Both whimsical and grave, Netsuke Days catches Sandy thinking, observing, dismissing, critiquing, joking in epigrammatic slices that reflect 'emotional and intellectual complexes' in exquisitely sculpted 'instances of time.' These poems shimmer on the surface, but only because they have risen from the deep. Or as Sandy himself so aptly puts it: 'This work is not a moment's trade/but various as every mood/a man has made.'"

Reviews of Weathers Permitting


Of Weathers Permitting, John Hollander writes:

“Stephen Sandy's lovely new book confirms his position among the important poets of his generation and reveals once again the intense clarity of his language at all levels.
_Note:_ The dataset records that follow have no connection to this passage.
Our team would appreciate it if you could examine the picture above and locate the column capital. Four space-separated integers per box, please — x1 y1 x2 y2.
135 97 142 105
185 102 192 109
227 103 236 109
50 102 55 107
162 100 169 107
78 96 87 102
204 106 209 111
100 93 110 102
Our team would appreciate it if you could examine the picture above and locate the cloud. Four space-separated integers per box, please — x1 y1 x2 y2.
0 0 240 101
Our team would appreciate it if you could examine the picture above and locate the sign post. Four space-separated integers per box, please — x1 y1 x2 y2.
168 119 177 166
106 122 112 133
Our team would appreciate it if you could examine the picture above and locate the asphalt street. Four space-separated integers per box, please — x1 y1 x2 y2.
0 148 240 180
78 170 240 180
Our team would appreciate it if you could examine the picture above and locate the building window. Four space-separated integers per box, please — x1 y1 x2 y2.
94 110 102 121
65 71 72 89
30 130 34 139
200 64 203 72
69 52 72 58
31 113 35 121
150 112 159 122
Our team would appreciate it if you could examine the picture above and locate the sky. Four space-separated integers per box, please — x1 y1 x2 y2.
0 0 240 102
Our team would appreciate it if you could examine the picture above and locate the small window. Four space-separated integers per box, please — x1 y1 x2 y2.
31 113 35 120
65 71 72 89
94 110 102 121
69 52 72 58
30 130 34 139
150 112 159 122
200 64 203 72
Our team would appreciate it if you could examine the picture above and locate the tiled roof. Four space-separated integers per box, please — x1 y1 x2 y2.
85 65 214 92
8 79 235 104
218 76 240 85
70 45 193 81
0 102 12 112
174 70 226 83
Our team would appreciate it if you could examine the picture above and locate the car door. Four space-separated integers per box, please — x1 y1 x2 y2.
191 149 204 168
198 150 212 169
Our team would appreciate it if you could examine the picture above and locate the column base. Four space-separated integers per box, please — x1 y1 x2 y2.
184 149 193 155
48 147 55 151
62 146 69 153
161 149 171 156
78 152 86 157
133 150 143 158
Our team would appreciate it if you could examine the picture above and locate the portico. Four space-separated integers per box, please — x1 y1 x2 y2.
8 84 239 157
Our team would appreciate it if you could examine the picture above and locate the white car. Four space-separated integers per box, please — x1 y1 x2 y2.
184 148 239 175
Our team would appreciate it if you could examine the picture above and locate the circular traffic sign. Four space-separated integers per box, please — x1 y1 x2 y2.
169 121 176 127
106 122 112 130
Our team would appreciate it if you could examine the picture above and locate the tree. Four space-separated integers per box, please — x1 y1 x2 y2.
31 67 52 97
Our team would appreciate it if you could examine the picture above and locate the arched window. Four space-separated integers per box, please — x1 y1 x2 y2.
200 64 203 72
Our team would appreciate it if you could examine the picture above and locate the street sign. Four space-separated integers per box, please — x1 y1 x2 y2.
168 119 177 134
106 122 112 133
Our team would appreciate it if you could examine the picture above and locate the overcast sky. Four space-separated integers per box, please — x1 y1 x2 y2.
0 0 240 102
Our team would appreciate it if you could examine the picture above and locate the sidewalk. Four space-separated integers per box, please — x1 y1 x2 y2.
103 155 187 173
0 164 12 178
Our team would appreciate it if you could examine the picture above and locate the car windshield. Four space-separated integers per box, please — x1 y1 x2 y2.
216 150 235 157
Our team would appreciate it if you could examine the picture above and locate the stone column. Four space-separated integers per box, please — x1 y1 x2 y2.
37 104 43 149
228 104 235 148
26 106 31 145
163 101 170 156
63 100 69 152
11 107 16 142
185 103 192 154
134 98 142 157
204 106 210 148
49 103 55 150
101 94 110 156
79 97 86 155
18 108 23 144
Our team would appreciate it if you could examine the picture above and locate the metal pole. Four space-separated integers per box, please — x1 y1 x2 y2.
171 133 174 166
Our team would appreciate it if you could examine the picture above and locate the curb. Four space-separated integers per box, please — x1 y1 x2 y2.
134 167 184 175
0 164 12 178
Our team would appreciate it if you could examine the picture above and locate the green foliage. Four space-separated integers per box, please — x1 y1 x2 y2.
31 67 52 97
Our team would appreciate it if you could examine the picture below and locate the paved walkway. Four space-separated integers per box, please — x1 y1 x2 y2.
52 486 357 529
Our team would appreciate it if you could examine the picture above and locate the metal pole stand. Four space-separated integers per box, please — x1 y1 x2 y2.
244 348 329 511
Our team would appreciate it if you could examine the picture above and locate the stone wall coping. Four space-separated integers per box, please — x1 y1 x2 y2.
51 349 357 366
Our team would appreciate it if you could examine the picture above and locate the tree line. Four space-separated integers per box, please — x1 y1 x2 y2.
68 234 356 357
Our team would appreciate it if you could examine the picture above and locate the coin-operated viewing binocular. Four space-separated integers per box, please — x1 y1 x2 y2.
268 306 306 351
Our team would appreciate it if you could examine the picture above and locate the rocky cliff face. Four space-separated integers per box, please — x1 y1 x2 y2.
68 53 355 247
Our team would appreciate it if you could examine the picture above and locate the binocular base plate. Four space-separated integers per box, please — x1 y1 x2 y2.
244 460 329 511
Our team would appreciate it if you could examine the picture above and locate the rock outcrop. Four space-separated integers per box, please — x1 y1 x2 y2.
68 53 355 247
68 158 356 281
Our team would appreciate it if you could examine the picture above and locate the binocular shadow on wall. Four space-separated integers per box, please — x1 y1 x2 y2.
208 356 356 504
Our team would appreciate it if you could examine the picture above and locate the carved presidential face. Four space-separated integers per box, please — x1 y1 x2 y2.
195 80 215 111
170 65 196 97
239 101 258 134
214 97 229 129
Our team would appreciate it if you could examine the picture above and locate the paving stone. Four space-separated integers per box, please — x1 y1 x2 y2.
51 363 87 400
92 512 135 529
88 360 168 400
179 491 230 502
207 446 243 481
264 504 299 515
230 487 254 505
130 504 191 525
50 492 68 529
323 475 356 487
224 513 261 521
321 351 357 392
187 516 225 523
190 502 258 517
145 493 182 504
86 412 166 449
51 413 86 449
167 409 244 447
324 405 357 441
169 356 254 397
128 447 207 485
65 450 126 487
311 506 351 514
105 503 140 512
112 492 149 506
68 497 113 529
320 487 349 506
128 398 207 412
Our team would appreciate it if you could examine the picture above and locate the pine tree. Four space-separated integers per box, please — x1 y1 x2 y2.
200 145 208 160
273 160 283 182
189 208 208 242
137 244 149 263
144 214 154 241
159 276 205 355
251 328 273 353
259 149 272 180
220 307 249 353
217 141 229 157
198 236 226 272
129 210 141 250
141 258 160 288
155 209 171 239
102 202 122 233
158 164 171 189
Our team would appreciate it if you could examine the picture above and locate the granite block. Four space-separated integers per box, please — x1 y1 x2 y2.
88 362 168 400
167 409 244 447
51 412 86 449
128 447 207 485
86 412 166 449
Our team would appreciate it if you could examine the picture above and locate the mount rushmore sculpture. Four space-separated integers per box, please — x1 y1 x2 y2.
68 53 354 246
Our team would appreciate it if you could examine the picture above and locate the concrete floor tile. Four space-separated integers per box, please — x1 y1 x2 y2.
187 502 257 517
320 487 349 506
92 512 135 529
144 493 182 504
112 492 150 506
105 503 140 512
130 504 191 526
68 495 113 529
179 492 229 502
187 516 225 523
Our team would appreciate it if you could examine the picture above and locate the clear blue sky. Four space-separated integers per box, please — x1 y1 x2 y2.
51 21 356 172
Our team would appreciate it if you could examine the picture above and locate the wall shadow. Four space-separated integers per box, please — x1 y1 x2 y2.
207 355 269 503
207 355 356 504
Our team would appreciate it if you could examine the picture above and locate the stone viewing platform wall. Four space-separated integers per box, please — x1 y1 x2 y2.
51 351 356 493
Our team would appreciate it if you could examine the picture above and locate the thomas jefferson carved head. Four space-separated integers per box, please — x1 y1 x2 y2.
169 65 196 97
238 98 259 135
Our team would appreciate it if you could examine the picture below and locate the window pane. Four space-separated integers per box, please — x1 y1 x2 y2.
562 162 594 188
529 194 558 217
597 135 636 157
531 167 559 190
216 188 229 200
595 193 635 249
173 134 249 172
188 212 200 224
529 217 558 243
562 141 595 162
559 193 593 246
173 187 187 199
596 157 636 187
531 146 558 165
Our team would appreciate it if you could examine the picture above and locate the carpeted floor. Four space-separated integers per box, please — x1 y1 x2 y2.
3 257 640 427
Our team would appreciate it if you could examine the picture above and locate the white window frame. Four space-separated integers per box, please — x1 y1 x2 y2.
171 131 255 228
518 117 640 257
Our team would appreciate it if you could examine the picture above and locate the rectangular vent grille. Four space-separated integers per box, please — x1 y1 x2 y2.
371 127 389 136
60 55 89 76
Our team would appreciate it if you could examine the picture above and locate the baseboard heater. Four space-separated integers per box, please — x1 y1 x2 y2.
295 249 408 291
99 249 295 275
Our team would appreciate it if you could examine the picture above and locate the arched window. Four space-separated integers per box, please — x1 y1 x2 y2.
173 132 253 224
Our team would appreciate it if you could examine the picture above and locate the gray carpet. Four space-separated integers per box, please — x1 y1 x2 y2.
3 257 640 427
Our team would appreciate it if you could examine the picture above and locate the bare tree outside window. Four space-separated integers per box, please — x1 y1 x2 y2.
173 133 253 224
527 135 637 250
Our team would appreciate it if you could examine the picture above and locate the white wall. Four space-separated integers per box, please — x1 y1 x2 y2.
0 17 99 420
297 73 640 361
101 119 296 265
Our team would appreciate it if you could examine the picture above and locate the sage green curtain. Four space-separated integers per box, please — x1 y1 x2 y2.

In particular, it confronts us with the originality of his mode of meditative narrative unfolding with the rhythms of thought in poems like 'Natural History: A Barn,' 'Bottleshard,' 'Halloween Away,' 'Above Como,' and the eclogue-like 'Shutters.' Throughout this book rural matters are considered with a profound, rather than a light, urbanity—an urbanity of intellect and diction and authoritative rhythmic control—sprung from thoughts and feelings deeply interfused.”


Pulitzer Prize winning poet Henry Taylor:

“Stephen Sandy strikes his own sturdy balance between the world lovingly observed and the language lovingly apprehended. Among many splendid poems here, see 'Shutters' as a powerful example. It hovers tautly between calm and something close to violence, between speaking and keeping silent, peacefully holding at bay the likely explosion. Elsewhere, with equal aplomb, Mr. Sandy cracks strings of words like whips, as when he rhymes 'loiter' and 'reconnoiter.' This is a wonderful book.”

Gerald Stern:

“By this time, Stephen Sandy’s voice is recognizable at once, its intelligent, wry, quality, whether in a small perfect lyric like ‘Iris’ or a longer, more narrative poems like, ‘Bottleshard’ and ‘Natural History.’ He is simultaneously old-fashioned and experimental, a very special combination.”

Rachel Hadas:

“Oracular birds fly like leitmotifs through the troubled skies of this moody and masterful collection. Here are the countryman’s clear-eyed observations, and darkly tinged reflections on mortality. Throughout, Sandy’s language is freighted and resonant with meaning, utterly unsentimental, and deceptively simple, like the worn tools or shards he brings, in these poems, to disquieting light.”